For most sloped roof styles, roof soffit covers the overhang between the roof edge and the top of the exterior walls. There are a lot of benefits to these roofing components.
Soffits Create a Clean Look
Most sloped roofing systems have rafter tails that extend beyond the exterior walls. While there are certain home styles that feature exposed rafter tails, such as Craftsman-style homes, most require soffits for a clean look. Soffits typically match the trim colors, but other colors can be used depending on the exterior color palette.

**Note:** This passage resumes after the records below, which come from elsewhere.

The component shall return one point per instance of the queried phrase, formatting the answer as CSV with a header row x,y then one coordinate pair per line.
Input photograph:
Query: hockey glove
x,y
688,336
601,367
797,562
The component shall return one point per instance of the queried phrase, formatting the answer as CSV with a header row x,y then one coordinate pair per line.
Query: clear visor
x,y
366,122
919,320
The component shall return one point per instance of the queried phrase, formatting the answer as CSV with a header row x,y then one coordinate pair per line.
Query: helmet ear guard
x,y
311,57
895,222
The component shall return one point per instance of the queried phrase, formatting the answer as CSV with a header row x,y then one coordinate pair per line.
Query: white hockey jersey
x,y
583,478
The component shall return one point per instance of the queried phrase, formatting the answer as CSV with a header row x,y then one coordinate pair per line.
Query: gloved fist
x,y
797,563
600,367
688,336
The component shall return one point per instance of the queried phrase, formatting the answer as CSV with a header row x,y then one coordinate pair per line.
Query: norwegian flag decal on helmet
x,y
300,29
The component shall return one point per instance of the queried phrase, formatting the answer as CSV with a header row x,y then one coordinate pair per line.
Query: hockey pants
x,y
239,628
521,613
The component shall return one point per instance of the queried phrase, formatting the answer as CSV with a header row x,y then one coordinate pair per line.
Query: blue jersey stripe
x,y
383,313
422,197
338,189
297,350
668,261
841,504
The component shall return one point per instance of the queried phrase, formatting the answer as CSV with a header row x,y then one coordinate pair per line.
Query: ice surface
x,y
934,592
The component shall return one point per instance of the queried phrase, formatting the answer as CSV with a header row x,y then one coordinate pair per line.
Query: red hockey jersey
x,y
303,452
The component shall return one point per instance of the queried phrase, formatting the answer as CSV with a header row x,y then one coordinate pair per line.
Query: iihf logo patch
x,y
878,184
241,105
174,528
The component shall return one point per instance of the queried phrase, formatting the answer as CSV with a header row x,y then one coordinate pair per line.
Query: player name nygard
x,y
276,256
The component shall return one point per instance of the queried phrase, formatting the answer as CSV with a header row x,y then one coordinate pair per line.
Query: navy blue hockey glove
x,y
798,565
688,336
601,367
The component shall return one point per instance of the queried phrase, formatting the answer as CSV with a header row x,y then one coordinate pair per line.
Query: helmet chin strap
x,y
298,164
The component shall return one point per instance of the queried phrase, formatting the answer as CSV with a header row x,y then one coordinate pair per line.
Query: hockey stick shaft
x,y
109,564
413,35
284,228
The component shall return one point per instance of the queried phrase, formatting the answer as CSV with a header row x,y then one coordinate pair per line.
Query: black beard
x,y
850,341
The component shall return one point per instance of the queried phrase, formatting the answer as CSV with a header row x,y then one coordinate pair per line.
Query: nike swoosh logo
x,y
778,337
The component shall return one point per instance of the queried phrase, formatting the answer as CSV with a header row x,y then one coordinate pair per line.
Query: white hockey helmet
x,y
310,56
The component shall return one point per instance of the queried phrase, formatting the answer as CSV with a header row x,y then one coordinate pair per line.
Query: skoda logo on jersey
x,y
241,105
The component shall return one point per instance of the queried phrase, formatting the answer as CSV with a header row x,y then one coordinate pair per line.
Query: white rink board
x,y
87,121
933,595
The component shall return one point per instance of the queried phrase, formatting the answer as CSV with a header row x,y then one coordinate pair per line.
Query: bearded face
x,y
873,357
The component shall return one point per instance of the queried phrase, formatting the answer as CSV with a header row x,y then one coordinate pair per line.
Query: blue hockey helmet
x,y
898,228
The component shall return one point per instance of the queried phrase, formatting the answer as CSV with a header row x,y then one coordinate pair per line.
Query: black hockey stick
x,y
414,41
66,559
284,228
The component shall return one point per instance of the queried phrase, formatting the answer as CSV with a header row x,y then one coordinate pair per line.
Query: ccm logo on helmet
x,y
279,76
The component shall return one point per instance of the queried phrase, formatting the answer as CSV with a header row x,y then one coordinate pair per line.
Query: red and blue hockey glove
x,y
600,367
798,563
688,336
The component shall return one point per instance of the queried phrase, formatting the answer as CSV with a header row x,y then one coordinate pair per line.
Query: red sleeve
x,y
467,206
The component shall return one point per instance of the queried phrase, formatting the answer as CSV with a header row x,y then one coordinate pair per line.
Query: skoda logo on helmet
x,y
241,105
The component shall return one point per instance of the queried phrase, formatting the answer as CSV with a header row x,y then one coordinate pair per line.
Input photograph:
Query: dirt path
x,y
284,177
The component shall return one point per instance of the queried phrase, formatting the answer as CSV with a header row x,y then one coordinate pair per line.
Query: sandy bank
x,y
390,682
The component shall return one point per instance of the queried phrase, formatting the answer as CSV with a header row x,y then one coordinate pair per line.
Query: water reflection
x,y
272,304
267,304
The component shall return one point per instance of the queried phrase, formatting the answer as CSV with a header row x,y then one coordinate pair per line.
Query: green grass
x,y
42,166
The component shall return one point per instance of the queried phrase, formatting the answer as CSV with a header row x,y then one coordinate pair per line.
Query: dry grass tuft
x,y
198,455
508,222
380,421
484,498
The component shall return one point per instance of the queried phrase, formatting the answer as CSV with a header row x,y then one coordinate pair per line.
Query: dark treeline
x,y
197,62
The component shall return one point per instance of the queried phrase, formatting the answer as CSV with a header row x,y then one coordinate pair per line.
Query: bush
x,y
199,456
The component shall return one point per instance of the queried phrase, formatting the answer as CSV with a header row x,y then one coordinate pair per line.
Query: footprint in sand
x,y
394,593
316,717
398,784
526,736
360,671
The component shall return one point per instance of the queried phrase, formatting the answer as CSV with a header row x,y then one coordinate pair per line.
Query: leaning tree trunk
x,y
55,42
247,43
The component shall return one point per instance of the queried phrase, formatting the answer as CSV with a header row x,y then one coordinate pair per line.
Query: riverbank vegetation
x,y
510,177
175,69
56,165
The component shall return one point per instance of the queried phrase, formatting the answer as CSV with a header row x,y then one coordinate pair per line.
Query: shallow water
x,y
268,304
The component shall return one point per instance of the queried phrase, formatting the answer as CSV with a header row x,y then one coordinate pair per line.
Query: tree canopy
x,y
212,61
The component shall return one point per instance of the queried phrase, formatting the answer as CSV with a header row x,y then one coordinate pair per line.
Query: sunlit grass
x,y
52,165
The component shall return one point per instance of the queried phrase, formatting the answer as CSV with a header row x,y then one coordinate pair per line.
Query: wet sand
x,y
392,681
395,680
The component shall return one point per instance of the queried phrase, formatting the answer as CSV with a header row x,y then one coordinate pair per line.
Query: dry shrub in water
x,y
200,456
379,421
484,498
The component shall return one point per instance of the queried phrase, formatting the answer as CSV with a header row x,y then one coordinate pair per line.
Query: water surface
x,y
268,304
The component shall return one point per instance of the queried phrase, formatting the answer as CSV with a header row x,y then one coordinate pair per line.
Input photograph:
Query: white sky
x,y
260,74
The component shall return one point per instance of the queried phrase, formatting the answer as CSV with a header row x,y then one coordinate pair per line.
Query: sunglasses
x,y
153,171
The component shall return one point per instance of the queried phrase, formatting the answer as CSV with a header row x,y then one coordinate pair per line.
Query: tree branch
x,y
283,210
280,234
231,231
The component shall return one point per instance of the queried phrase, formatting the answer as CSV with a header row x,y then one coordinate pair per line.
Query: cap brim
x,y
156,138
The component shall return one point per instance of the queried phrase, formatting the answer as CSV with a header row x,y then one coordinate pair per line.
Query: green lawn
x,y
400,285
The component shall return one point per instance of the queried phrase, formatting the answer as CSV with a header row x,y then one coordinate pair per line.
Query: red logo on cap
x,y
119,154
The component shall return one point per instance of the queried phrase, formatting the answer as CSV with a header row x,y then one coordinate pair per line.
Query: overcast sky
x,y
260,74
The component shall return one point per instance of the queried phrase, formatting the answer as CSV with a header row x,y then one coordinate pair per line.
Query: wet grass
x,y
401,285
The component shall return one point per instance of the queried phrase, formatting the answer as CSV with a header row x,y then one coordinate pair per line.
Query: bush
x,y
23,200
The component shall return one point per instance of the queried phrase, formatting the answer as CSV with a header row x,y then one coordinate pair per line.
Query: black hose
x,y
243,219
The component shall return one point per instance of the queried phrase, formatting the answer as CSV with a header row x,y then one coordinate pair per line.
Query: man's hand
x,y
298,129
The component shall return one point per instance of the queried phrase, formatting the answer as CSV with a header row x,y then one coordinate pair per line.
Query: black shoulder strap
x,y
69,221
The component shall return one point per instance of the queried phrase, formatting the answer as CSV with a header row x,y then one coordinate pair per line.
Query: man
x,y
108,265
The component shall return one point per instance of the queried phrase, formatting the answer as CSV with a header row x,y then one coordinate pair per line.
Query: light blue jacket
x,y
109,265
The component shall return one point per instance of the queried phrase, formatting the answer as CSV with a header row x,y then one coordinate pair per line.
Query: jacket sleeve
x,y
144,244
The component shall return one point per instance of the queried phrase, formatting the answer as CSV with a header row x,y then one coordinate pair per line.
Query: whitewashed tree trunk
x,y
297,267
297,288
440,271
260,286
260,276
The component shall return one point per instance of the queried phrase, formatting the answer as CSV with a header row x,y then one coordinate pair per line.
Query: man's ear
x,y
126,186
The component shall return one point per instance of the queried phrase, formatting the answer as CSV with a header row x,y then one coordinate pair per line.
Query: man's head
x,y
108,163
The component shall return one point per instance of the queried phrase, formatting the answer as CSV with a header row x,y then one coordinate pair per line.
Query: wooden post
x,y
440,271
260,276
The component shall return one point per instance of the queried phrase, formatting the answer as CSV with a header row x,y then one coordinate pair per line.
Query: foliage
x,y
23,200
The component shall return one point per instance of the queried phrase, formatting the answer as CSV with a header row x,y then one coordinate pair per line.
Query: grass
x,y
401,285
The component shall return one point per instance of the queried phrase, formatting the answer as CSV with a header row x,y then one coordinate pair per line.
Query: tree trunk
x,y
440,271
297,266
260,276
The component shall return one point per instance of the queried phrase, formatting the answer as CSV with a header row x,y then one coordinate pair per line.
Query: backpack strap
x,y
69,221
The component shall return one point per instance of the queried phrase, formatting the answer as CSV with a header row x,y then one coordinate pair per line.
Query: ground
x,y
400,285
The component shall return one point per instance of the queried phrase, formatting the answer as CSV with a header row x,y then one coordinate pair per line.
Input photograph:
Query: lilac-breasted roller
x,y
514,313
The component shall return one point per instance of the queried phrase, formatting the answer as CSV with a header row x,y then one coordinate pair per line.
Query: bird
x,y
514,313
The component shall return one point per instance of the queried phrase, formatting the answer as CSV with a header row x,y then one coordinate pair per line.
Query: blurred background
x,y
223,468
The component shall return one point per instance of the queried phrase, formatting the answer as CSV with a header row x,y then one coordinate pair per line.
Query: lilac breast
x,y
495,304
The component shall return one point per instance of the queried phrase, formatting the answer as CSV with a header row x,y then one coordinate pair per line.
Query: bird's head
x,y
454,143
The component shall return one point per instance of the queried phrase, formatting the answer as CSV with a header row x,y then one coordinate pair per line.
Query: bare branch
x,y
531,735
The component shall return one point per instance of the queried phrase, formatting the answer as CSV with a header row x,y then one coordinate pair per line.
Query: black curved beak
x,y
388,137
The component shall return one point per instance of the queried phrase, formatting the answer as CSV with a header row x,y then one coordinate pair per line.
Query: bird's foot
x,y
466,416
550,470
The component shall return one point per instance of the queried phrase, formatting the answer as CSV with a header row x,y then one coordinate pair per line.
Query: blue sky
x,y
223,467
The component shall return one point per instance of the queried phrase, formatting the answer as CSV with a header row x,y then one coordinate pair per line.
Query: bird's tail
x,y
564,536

Traditional soffits are made from wood boards, but you can choose from other options, such as vinyl, aluminum and fiber cement. When choosing material for new soffits, keep in mind that they are exposed to the same conditions as your siding and roofing. A typical roofer would install a soffit that matches your existing siding. Many of today’s soffits feature built-in slots or vents that allow efficient ventilation.
Soffits Protect the Attic
The overhang between the roof edge and exterior wall shouldn’t be left open as it leaves the attic open to infiltration by dust, debris and small animals as well as damage caused by wind uplift. During extreme conditions, an open overhang can give wind enough hold to separate the roof from the rest of the house. Soffits help prevent such problems from happening.
Soffits Allow Roof Ventilation
Roof ventilation helps prevent damage to the roof support system caused by trapped heat and moisture in the attic. Since heat tends to rise, exhaust vents located at the ridges release hot and moist air. The resulting negative pressure pulls cool air through vents in the soffits. Soffit vents need to be matched with the exhaust vents. Soffit vents that are too wide will let heat dissipate in other directions; vents that are too narrow wouldn’t let enough fresh air into the attic.